TYK2 is an intracellular tyrosine kinase protein that mediates immune signaling pathways involved in both innate and adaptive immunity. TYK2 and the cytokines that signal through it participate in inflammatory cascades that can be dysregulated in disease. Therapeutic inhibition of TYK2 and associated cytokine pathways has been broadly validated as a therapeutic approach to address immune dysfunction to treat immune mediated diseases.
The Role of TYK2 in Immune-Mediated Diseases
TYK2 as a target has a significant effect on the IL12/23 pathway and on the interferon pathway. Both pathways are involved in a number of immune-mediated diseases. At Alumis, we also conducted extensive genomic analysis to see how TYK2 is related to multiple diseases and found approximately 20 diseases so far that are affected by TYK2 including psoriasis, lupus (SLE), psoriatic arthritis, rheumatoid arthritis, Crohn’s disease and ulcerative colitis.

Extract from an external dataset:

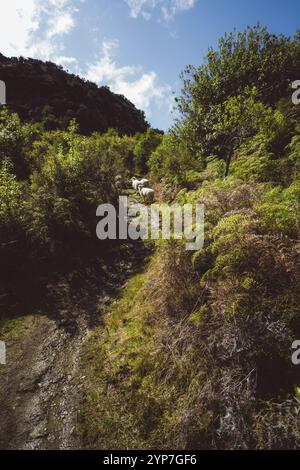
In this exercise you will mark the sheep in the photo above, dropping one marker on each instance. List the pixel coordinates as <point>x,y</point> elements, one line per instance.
<point>135,183</point>
<point>146,193</point>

We believe that TYK2 plays a role in many of these diseases and that the opportunity to help patients is significant. Genetic studies have identified a naturally-occurring loss of function mutation in the TYK2 gene (in 3-5% of the human population) that appears to be protective against an array of autoimmune or immune-mediated disorders. In other words, for these people, TYK2 function is naturally absent or "inhibited" and this correlates with a reduced risk of developing immune-mediated/autoimmune diseases. These data validate the role of TYK2 in immune-mediated diseases and of TYK2 inhibition as a therapeutic target for patients with these diseases. Given the benign safety and tolerability profile of TYK2 inhibition, we believe TYK2 inhibitors will be fundamental combination partners for multiple treatments moving forward.